Les Mahjees rapportent avoir souffert de mauvais traitements de la part des villageois et des autorités locales avant d'avoir été déplacés sur le site actuel.
Font aussi partie de ce groupe un petit nombre de nouveaux arrivants du Myanmar et quelques « multi-déracinés », terme employé pour désigner les réfugiés qui furent rapatriés au Myanmar et qui l'ont fui de nouveau. Il n'existe pas de chiffre exact quant à la composition du groupe de Teknaf, dont le nombre varie de 6 000 à 10 000 selon les fluctuations de population.
Le groupe de Teknaf lutte pour survivre dans des conditions précaires.
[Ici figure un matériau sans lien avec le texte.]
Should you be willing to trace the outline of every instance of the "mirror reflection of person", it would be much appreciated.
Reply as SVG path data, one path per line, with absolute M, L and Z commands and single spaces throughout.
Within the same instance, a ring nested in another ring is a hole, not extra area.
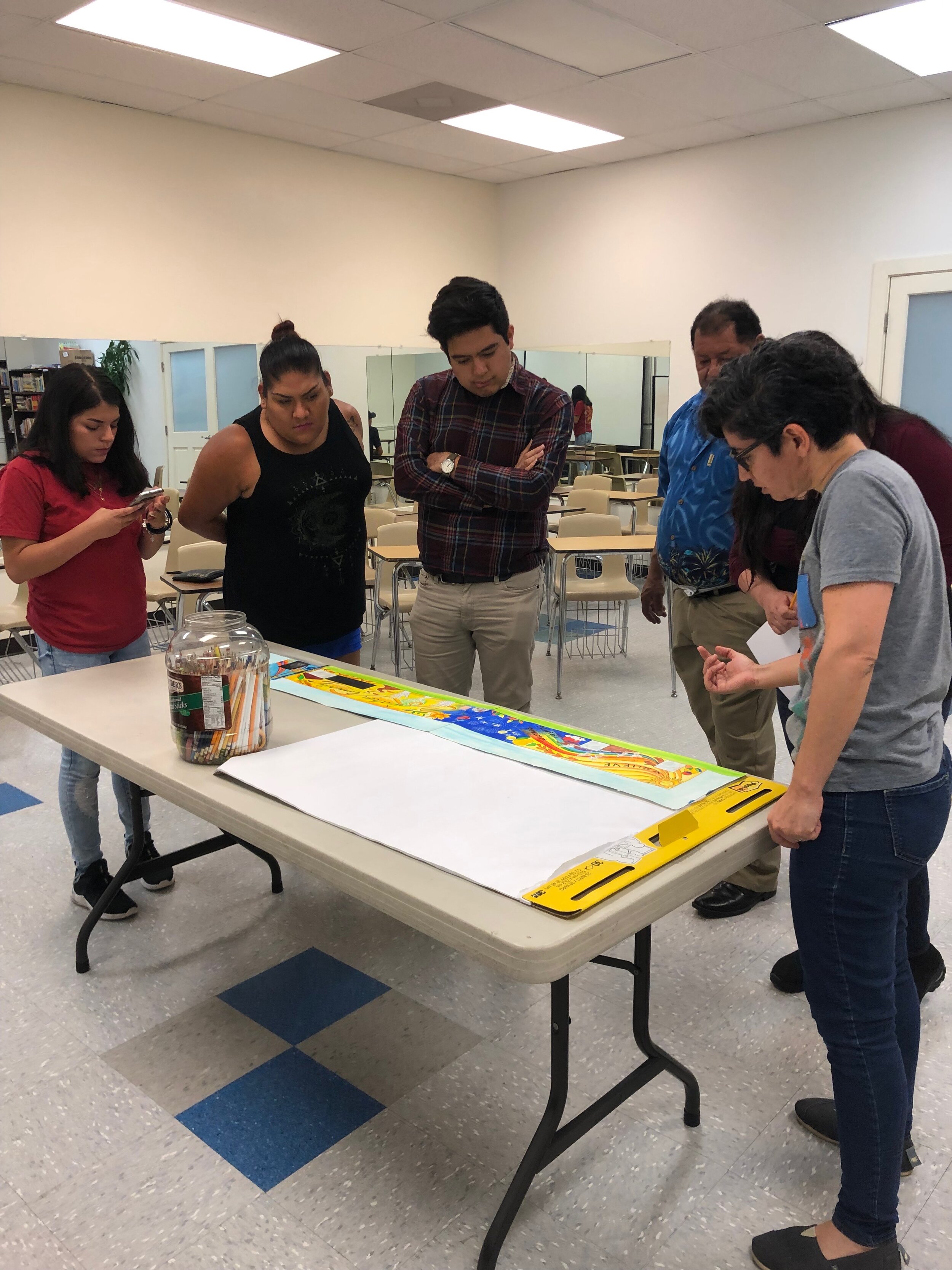
M 805 1233 L 826 1261 L 900 1266 L 919 1050 L 906 894 L 949 813 L 939 535 L 909 472 L 858 434 L 861 378 L 842 351 L 769 340 L 721 371 L 701 411 L 741 480 L 777 502 L 823 495 L 797 575 L 800 653 L 758 665 L 720 641 L 698 648 L 712 693 L 800 690 L 787 724 L 793 776 L 767 823 L 791 848 L 791 912 L 833 1076 L 842 1182 L 831 1220 L 754 1238 L 754 1260 L 770 1270 L 820 1265 L 801 1255 Z
M 576 446 L 592 444 L 592 401 L 581 384 L 572 389 L 572 432 Z M 585 476 L 592 471 L 592 464 L 579 464 L 579 475 Z
M 260 405 L 204 446 L 179 521 L 226 544 L 225 605 L 269 643 L 359 665 L 371 465 L 293 323 L 260 371 Z
M 381 444 L 380 432 L 373 427 L 373 420 L 377 418 L 373 410 L 367 411 L 367 420 L 369 428 L 369 442 L 371 442 L 371 458 L 383 457 L 383 446 Z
Les hommes tentent de travailler en pêchant, en coupant du bois dans la forêt ou en tirant un pousse-pousse, le principal moyen de transport dans cette région surpeuplée, rurale et à la végétation surabondante.
« Nous sommes confrontés à de nombreux problèmes, surtout médicaux », ajoute un autre Mahjee. « Si nous mangeons une fois, nous devons nous priver de nourriture une autre fois et les enfants ne reçoivent pas d'éducation. Nous sommes musulmans. Nous venons dans un autre pays musulman, mais nous ne trouvons pas la paix. »
Le groupe connaît aussi des problèmes médicaux, notamment la diarrhée, mais ils n'ont pas accès aux soins et manquent d'argent pour acheter les médicaments.
« Nous souffrons beaucoup », avoue une femme, habillée en bleu au lieu de la traditionnelle burka noire et du voile des Rohingyas. « Nous n'avons pas de nourriture ni de médicaments. Nous sommes malades de la diarrhée, nous utilisons l'écorce des arbres comme médicament. Nous mourrons à cause du manque de nourriture et d'eau. Beaucoup de personnes meurent ici. Nous ramassons les feuilles dans la forêt et les cuisinons pour nos enfants. Nous recueillons l'eau des forêts et celle des pluies mais ce n'est pas assez », ajoute une mère de cinq enfants.
Les membres de la mission commune à Teknaf ont affirmé qu'ils poursuivront leurs efforts de collaboration avec le gouvernement pour la mise en oeuvre du transfert humanitaire de ce groupe.